The opinions expressed in this article are strictly David Moss’s own and not to be interpreted as speaking on the behalf of Block.one or any other entity.
As the planned June release of EOSIO 1.0 approaches, expectations and tensions are heating up.
Most recently, Monday’s news of possible security vulnerabilities detected by Chinese Internet security giant Qihoo 360 elicited strong responses from EOS supporters and opponents alike.
According to the Weibo post published by Qihoo 360 on Monday, high-risk security vulnerabilities in the EOS platform could enable remote attacks through the deployment of arbitrary code and insertion of malicious smart contracts into new blocks.
Such a security breach may give the attacker full control of the network’s nodes, affecting thousands of computers and accounts.
The discovery of the security issues was made by Qihoo 360’s Vulcan team, and the wording of the report seems to suggest close collaboration by the Chinese security company with EOS to resolve these issues ahead of the EOSIO launch, but this may not be the case.
David Moss, senior vice president of Tech Operations at Block.one, the open source software publisher responsible for the EOSIO launch, provided comment to CryptoComes on the Vulcan findings
“The allegations were greatly exaggerated by Vulcan 360, as was their involvement with Block.one.
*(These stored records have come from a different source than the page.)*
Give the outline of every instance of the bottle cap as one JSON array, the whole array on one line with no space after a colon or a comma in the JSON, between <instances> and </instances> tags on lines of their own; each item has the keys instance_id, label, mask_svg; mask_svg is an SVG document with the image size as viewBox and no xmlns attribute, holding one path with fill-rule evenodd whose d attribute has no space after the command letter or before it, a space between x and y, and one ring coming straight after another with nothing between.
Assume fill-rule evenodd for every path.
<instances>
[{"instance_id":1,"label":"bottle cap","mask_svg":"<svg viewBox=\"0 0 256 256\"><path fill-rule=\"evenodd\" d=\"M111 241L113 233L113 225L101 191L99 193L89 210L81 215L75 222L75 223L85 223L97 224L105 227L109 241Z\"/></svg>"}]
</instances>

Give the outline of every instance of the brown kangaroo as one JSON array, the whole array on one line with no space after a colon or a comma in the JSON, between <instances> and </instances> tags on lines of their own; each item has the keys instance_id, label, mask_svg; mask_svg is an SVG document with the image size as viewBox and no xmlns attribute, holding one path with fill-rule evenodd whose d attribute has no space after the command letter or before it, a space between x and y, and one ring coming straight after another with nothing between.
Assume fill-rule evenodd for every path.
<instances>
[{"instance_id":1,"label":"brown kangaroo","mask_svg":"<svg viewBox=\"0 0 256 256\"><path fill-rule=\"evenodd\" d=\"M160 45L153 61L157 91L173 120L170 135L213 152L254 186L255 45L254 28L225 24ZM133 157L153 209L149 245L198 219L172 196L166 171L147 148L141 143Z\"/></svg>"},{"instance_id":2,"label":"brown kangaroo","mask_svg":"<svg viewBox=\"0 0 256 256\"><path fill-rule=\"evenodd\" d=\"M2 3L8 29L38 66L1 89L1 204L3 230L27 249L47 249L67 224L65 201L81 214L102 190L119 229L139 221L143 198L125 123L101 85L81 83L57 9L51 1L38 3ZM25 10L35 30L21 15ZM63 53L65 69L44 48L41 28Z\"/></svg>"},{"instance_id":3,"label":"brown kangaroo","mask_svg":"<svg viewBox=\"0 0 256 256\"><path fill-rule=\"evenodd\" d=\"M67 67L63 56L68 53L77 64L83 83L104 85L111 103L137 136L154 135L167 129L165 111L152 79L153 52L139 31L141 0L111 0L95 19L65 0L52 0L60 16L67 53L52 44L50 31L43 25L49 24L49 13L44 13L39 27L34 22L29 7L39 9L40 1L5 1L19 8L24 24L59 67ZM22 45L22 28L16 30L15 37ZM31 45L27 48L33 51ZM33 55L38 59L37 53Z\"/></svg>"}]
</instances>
They are only to want publicity for themselves and to create the impression they are working with Block.one. They are not. They also have no documentation to back up any claim they made.”
As always, investors and developers are responsible for doing due diligence when it comes to platform security.
The crypto media environment is as susceptible as mainstream media, if not more, to conflicting reports, sensationalism and news cycles used as marketing tools.
The release of EOSIO software has been one of the most eagerly expected events in the crypto community and the next few weeks are certain to put increased pressure on the EOS team to provide commentary on arising questions.